Так рассуждал князь, подкатывая на линейке к отцу протопопу. Откуда ни возьмись – свинья. Хрюкнула зло на лошадь, лошадь – шарахнулась, ляскнул зубами князь, еле усидел. Вошел к протопопу расстроенный.

– Отец по приходу ходит, – вышла к князю Варвара. Повертела лампу в руках, но почему-то не зажгла.

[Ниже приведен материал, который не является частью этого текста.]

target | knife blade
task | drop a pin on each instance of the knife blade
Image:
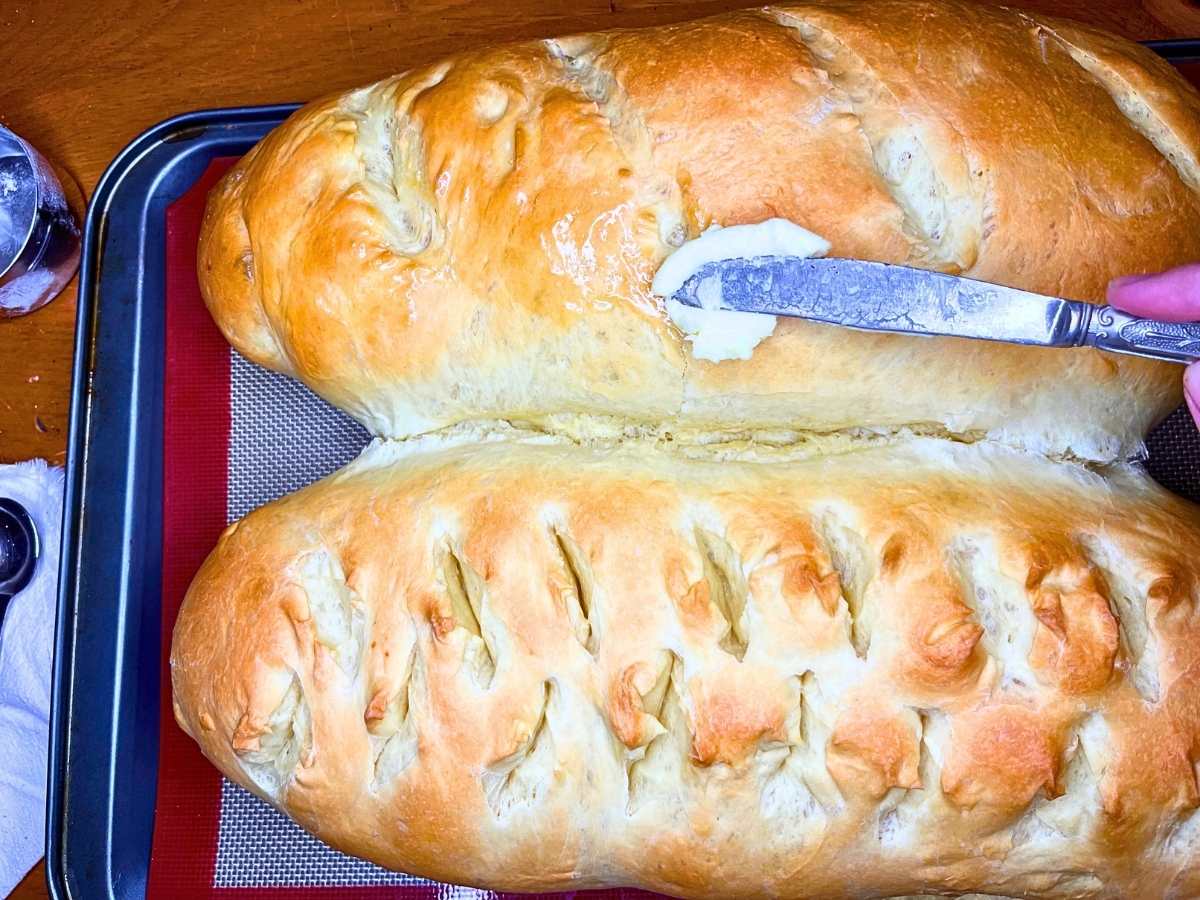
(881, 297)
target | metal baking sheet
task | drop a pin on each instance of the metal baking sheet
(105, 721)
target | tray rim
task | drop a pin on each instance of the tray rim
(174, 138)
(184, 133)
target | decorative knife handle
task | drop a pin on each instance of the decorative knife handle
(1110, 329)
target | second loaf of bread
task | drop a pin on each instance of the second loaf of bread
(475, 239)
(533, 666)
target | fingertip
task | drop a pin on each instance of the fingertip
(1192, 383)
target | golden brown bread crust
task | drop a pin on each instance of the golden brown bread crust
(533, 665)
(475, 239)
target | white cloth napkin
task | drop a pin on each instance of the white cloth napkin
(27, 639)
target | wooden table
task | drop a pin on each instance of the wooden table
(83, 78)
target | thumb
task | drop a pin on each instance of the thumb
(1173, 295)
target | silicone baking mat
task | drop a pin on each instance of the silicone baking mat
(235, 437)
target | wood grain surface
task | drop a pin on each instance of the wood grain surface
(82, 79)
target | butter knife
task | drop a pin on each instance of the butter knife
(880, 297)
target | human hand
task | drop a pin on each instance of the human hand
(1173, 295)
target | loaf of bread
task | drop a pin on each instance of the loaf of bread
(475, 239)
(529, 665)
(850, 616)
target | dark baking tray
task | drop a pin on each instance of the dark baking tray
(105, 721)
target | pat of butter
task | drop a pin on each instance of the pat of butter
(718, 334)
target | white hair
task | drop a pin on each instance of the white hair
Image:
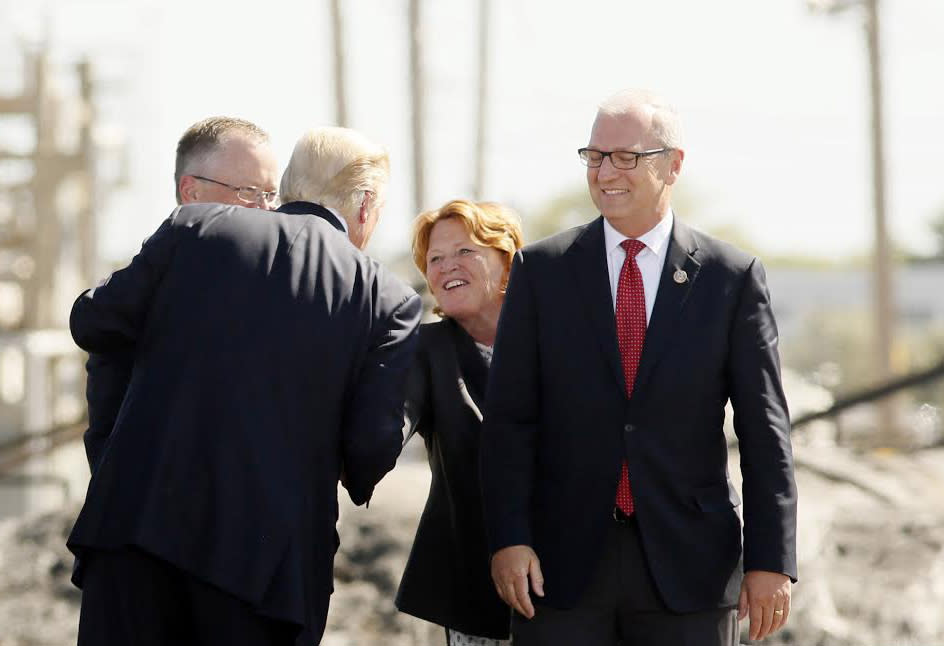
(666, 125)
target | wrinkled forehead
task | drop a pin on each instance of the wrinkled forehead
(245, 162)
(628, 130)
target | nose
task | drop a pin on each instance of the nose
(450, 262)
(606, 169)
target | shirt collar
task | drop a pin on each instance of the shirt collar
(340, 219)
(655, 238)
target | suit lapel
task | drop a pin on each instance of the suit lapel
(588, 259)
(670, 300)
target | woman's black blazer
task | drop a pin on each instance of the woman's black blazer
(447, 578)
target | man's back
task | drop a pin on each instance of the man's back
(267, 357)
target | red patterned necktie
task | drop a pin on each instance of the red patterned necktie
(630, 333)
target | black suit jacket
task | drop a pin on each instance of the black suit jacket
(108, 374)
(268, 359)
(446, 580)
(558, 422)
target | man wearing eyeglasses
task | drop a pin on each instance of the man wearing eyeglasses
(219, 159)
(269, 360)
(608, 506)
(228, 161)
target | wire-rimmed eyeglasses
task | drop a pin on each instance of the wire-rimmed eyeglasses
(248, 194)
(621, 159)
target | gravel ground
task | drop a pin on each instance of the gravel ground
(871, 559)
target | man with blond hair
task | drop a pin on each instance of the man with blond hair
(604, 460)
(269, 359)
(338, 175)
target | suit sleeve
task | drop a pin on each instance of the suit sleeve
(512, 411)
(106, 384)
(415, 416)
(109, 318)
(762, 425)
(372, 437)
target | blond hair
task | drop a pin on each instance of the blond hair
(334, 167)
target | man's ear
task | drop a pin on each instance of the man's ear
(675, 169)
(364, 211)
(188, 189)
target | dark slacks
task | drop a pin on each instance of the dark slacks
(622, 607)
(130, 598)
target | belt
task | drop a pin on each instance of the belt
(620, 517)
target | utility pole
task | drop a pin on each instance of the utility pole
(884, 305)
(417, 98)
(340, 88)
(481, 129)
(882, 296)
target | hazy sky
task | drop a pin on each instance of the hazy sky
(774, 100)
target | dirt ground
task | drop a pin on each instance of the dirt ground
(871, 549)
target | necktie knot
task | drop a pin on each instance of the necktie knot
(632, 247)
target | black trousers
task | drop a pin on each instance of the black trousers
(130, 598)
(622, 607)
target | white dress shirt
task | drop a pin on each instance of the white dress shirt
(650, 260)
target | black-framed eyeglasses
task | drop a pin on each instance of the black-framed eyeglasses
(248, 194)
(621, 159)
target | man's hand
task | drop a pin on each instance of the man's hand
(766, 597)
(511, 568)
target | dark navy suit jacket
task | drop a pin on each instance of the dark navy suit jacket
(558, 423)
(268, 357)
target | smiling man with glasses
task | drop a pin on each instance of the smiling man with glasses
(609, 511)
(226, 160)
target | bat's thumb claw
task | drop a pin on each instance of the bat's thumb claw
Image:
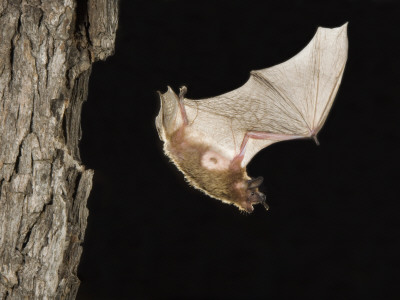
(315, 139)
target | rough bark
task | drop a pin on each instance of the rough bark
(47, 48)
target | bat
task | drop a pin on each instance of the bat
(212, 140)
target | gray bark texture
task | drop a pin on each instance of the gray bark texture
(47, 48)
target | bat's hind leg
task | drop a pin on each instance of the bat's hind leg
(182, 93)
(259, 135)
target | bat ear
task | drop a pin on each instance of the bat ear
(255, 182)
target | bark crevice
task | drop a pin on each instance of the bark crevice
(46, 52)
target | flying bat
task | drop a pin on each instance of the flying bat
(212, 140)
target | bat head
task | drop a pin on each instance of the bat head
(253, 195)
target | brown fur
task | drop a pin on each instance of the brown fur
(219, 184)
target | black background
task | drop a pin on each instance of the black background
(333, 228)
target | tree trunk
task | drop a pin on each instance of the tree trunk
(47, 48)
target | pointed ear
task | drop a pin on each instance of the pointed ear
(255, 182)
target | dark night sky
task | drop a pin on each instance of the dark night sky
(333, 228)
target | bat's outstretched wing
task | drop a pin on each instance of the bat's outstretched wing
(289, 99)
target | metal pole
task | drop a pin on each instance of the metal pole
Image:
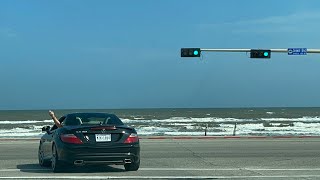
(248, 50)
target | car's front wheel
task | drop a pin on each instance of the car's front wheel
(42, 161)
(56, 164)
(134, 166)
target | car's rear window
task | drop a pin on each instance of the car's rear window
(92, 119)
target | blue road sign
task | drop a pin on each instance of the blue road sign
(297, 51)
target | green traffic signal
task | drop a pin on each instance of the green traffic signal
(190, 52)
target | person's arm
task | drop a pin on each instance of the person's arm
(55, 120)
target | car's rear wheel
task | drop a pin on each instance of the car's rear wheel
(56, 164)
(42, 161)
(134, 166)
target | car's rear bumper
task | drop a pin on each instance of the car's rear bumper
(79, 155)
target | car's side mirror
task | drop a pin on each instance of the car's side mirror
(45, 129)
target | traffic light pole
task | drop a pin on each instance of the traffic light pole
(248, 50)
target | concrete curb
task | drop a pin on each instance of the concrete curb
(187, 137)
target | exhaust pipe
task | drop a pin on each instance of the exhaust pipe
(78, 162)
(127, 161)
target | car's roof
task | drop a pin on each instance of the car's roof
(89, 113)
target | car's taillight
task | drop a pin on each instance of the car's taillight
(70, 138)
(132, 139)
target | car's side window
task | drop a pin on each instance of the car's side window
(54, 127)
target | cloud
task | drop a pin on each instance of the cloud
(7, 33)
(301, 22)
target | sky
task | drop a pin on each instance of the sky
(126, 54)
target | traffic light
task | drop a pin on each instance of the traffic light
(190, 52)
(260, 53)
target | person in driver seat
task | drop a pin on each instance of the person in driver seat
(54, 118)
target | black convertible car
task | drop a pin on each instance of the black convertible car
(89, 138)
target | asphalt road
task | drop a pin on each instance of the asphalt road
(292, 158)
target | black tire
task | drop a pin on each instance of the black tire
(56, 164)
(132, 166)
(42, 162)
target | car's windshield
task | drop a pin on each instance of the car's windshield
(92, 119)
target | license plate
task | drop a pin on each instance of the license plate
(103, 137)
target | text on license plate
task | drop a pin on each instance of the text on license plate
(103, 137)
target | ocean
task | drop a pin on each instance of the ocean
(180, 122)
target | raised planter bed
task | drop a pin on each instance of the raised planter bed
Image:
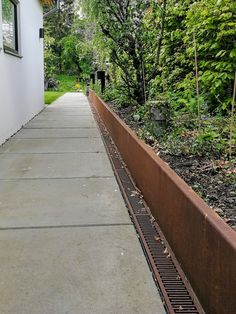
(203, 243)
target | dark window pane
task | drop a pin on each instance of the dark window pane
(9, 24)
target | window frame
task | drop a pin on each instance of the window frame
(7, 49)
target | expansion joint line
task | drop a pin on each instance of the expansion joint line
(176, 292)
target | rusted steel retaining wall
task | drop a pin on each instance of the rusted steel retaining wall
(203, 243)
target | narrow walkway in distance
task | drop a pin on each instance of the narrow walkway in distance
(67, 244)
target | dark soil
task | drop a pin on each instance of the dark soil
(214, 180)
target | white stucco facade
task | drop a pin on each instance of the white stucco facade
(22, 79)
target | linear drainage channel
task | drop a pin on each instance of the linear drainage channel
(177, 294)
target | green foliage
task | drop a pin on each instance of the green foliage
(50, 96)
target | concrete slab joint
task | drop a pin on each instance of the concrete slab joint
(67, 241)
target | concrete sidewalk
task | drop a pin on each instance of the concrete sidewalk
(67, 244)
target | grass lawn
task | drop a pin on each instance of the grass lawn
(67, 83)
(51, 96)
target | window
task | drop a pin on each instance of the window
(10, 26)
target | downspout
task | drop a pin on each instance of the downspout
(54, 10)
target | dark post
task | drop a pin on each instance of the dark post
(92, 77)
(87, 87)
(101, 75)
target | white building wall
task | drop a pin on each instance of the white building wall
(22, 79)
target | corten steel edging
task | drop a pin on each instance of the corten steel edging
(203, 243)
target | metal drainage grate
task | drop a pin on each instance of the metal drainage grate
(177, 294)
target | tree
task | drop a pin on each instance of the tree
(134, 45)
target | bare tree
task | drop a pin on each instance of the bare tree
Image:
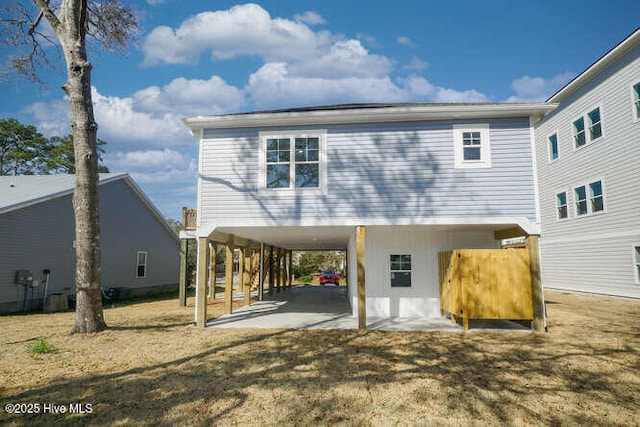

Только тут князь приметил: а пожалуй, ведь поздно. За окном взошел месяц, ущербленный, тусменный, узкий. И таким увиделось небо жутко-пустым, таким замолкшим навек, что схватило горло, хоть вой

Молчать было жутко. Насильно улыбнул себя князь:

– Я, знаете, к вам на линейке ехал. А на лошадь – свинья кэ-эк хрюкнет Свиньи у вас борзые какие!

Варвара молчала, глядела в окно на месяц.

– И все у вас какие-то заборы, пустоши, пустоши, собаки воют.

Варвара прикрыла лицо руками и странно сползла со стула на пол. Князь испуганно встал.

– Не уходите Нет! Нет! – закричала, забилась Варвара.

Такие у ней были глаза, такая жалость заныла в князе, что не было сил уйти. Сел снова на стул.

– Вот, скоро, надеюсь Начнем общеполезную работу – забормотал князь, отвернулся: стеснялся глядеть на Варвару, такие у ней глаза

Показалось, что трется у ног протопопов пес – как же он со двора Глянул, а у ног на полу – Собачея-Варвара. Ласково скалила собачьи зубы, глазами молила, молила: "Ну, если не хочешь, ты хоть ударь – хоть ударь", терлась о ноги

Охнул князь, отпихнулся, выскочил без шапки на площадь. Припустился бежать. Да нет, тут что-то не так Оглянулся: в протопоповых окнах темно. Но в одном темном – или это кажется только? – в темном мечется белое, как мел, лицо

Красная горка – свадебный день, а в Алатыре не слыхать ни свадебных бубенцов, ни весело-печальных пропойных песен.

– Нет женихов, и все тут – жалобился князю исправник, сдавая заказное письмо.

– А вы бы их тово поощрили властью, от Бога данной.

– Я бы рад, да не знаю как. А то бы вас первого поощрил, – вдруг, насмелевши, брякнул исправник.

– Что ж, я я жениться не прочь, – сконфузился припертый к стене князь.

Мимоходный этот разговор, конечно, стал известен всему городу; вновь воспрянули надежды на князя. И когда в пятницу на Фоминой неделе получены были письма от князя с приглашением собраться на почте к восьми по самонужнейшему делу, так все валом и повалили: весь именитый Алатырь собрался.

– Господа! По Евангелию – у князя дрогнул голос, – несть ни эллин, ни иудей, ни кто там. Все – одно стадо. А что же мы, господа?

Князь строго поглядел на всех. Кто-то сокрушенно вздохнул.